Wider is Better | The Evolution of the AR Series
More and more, riders are discovering the benefits of wider road tires. Wider tires provide a larger air chamber between you and the road, which provides more cushion for improved comfort and performance.
Most road bikes have moved to carbon and aluminum frames and forks to create stiffer and lighter chassis and better energy transfer. These benefits come at the cost of more feedback from the road being transferred to the rider. Adding more cushion between the rider and the road by using larger volume tires directly combats this and greatly increases comfort. In fact, the origins of running wider tires started in the Peloton with most pro riders moving away from traditional 23c tires to larger 25c and 28c tires to improve comfort. They also identified other benefits came along with it.

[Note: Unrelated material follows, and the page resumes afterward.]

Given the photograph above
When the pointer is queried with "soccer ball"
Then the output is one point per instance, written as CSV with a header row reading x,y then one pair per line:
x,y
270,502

One surprising discovery is wider tires roll faster. The science is in the tire’s deflection. Under the load of the rider, the tire is flattened against the road, creating the shape of the tire patch in contact with the terrain. Narrow tires have a long, skinny contact patch and as a tire gets bigger, the contact patch shortens and gets wider. The shorter, wider contact patch improves rolling resistance while actually offering better cornering traction. The trend of wider tires is taking advantage of these benefits.
In addition, you can run lower air pressure without running the risk of a pinch flat. The lower pressure increases the amount of cushioning you get from the tire, and can further improve ride comfort. However, there is a balance to consider when dropping tire pressure because lowering air pressure can sacrifice rolling speed. For many, the cost of a few watts in rolling resistance to improve comfort on rough road rides is an acceptable trade off while others like to maximize the energy they put in and keep the pressure high.
It’s important to note that to fully get the benefits of a wider tire, you need a wider rim. The inner rim width, where the tire is actually mounted to the rim, needs to match up with the tire width to give it the correct profile. Mounting a wide tire on a narrow rim squeezes the tire at the bead. This won’t provide the proper tire profile and changes the contact patch shape, negating the full benefits of a larger tire. Furthermore, the aerodynamics of the rim profile needs to blend with the tire so it’s imperative to have the correct rim geometry for wider tires.
The Evolution of AR
After decades of riders running skinny tires hoping to maximize their effort, Reynolds updated the Attack, Assault, and Strike wheels with shallower and wider rim designs in 2014 to improve performance. The new designs worked better with slightly wider tires and offered better features over previous models, departing from the hidden nipple designs of the past.
In 2018, Reynolds consolidated their road offerings, replacing the Attack, Assault, and Strike wheels with new AR and AR X wheel designs and introduced the high-end Blacklabel Aero series. The AR and AR X wheel options are differentiated by hub and spoke features but share the same rim designs while the Aero Blacklabel takes things a step further with a full top-shelf build with deeper rim options. The AR and AR X models offer 29mm and 41mm rim depths and the Aero Blacklabel series offers 46mm, 65mm and 80mm rim depths. All three wheel lines feature a tubeless-ready, 19mm inner rim bead. Not only are these new wheels designed with a wider profile perfect for modern road tires, they’re also available in rim or disc brake versions and multiple depths to fit your needs.